Research

Exploring Mars’ Ancient Climate: Insights from Devon Island Fieldwork

November 11, 2024
BY PENNY MOLLOY

Mars, as we know it today, is a cold and dry world. Water is locked away as ice at the poles or
hidden in the planet’s subsurface. Yet, etched into the southern highlands of Mars are valley
networks that tell a different story—a time when liquid water may have flowed across its surface.
How could liquid water have persisted on early Mars, given its harsh, frigid climate? 

Simona_Ruso

     Simona Ruso

Simona Ruso, M.Sc., Ph.D. Candidate in the Department of Earth Sciences and the Institute for Earth and Space Exploration, and her research team are tackling this mystery by exploring an intriguing hypothesis: some Martian valley networks may have been carved by meltwater flowing beneath ice sheets, in a process similar to how subglacial meltwater channels form on Earth.

Subglacial meltwater channels are pathways carved by pressurized water flowing beneath glaciers. These channels are common in glaciated regions on Earth, such as Greenland or Antarctica, and are formed as the immense weight of ice causes meltwater to move and erode the underlying rock. This process creates unique landforms that resemble the valleys observed on Mars, making them valuable analogues for understanding Martian landscapes.

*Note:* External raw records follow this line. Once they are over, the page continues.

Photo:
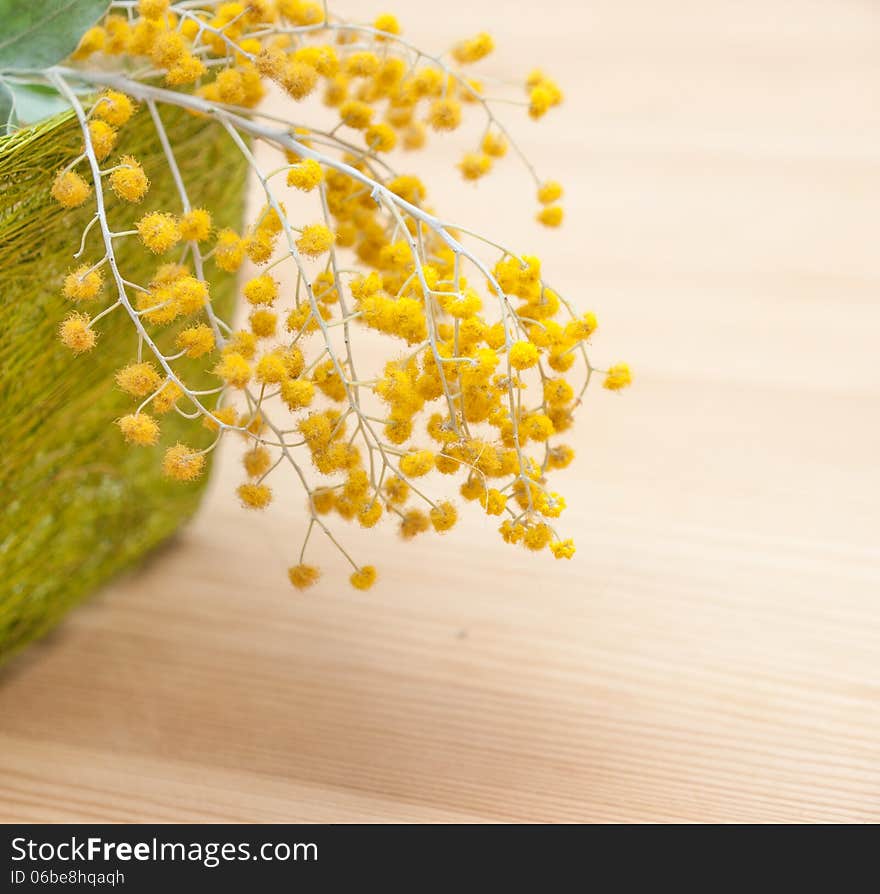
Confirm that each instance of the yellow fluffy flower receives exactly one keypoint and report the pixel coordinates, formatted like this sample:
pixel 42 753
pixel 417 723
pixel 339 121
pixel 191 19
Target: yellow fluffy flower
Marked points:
pixel 302 576
pixel 364 577
pixel 182 463
pixel 139 428
pixel 76 333
pixel 69 189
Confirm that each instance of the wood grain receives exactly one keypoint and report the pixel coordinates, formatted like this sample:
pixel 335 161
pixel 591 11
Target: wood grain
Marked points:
pixel 713 651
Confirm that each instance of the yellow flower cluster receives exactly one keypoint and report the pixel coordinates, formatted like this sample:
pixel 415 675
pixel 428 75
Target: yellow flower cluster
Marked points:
pixel 477 383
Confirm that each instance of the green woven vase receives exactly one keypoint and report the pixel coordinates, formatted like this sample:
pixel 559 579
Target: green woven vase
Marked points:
pixel 77 505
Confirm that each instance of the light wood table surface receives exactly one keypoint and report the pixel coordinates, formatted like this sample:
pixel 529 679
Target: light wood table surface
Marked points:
pixel 713 651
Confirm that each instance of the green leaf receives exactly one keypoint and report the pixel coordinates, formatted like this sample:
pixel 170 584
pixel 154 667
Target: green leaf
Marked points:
pixel 39 33
pixel 7 117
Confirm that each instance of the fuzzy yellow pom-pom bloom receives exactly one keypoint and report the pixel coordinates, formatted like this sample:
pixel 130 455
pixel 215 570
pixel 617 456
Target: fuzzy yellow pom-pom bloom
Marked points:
pixel 364 577
pixel 139 428
pixel 315 240
pixel 443 517
pixel 484 364
pixel 562 549
pixel 69 189
pixel 305 175
pixel 76 333
pixel 261 290
pixel 196 341
pixel 83 284
pixel 617 377
pixel 302 576
pixel 254 496
pixel 182 463
pixel 102 137
pixel 128 180
pixel 551 216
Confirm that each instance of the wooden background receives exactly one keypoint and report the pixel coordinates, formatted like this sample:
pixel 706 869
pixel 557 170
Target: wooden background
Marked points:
pixel 713 652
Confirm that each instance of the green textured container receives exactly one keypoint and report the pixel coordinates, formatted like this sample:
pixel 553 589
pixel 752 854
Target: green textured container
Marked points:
pixel 77 505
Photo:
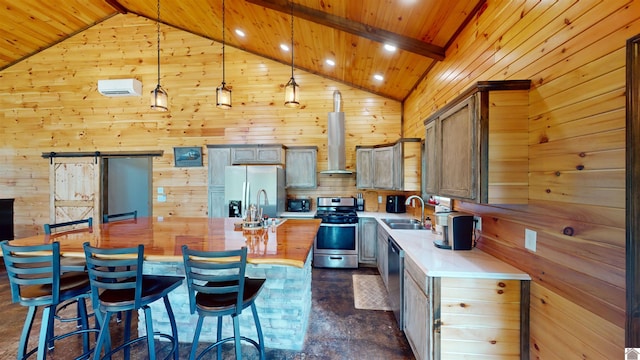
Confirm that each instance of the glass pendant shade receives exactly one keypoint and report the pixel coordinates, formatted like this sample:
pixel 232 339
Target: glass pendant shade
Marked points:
pixel 223 96
pixel 292 90
pixel 159 99
pixel 292 94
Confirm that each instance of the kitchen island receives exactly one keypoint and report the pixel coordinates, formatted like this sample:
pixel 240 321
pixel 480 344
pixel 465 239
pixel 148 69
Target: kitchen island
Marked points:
pixel 458 304
pixel 281 254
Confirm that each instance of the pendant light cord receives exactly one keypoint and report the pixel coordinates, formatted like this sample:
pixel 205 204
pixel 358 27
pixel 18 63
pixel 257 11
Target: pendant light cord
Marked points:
pixel 292 39
pixel 158 28
pixel 223 83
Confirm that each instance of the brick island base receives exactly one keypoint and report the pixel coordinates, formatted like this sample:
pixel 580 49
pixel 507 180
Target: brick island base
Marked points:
pixel 283 307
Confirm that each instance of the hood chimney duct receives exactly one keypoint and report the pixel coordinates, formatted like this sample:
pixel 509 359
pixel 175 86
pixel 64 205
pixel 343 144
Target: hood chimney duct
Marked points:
pixel 336 137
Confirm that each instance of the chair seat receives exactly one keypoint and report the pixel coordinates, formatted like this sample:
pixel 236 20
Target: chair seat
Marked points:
pixel 218 302
pixel 153 288
pixel 72 264
pixel 72 284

To investigate these Martian valleys, Ruso’s team conducted fieldwork on Devon Island in Nunavut, Canada. This remote Arctic island, situated above the Arctic Circle, offers an ideal terrestrial analogue for Mars. Its barren, rugged terrain and glacial features mirror the
landscapes hypothesized on the Red Planet.

Fieldwork expeditions in the summers of 2022 and 2024 brought the researchers to this harsh yet stunning environment. Despite the challenges of Arctic living—freezing winds, isolation, and logistical hurdles—Devon Island provides invaluable insights. The team explored glacier-fed
rivers, marveled at the vibrant purple saxifrage, and immersed themselves in their study of
subglacial meltwater channels.

“Fieldwork allows you to fully grasp the intricacies of your study area,” says Ruso. “It’s an
irreplaceable component of Earth Sciences, offering experiences that go beyond the textbook.
Plus, it sharpens leadership, collaboration, and problem-solving skills.”

Through this hands-on research, Western’s scientists are not only advancing our understanding
of early Martian climate but also inspiring the next generation of Earth and planetary scientists.
Western University’s Earth Sciences department offers students the chance to gain firsthand
experience through fieldwork-based courses. From studying ancient rocks to exploring Arctic
landscapes, students learn by doing—an approach that fosters deeper understanding and
builds skills essential for research and beyond.

For Ruso, fieldwork isn’t just about gathering data; it’s about personal and professional growth.
“The best way to learn is to do,” she says. “And fieldwork is the best way to do!"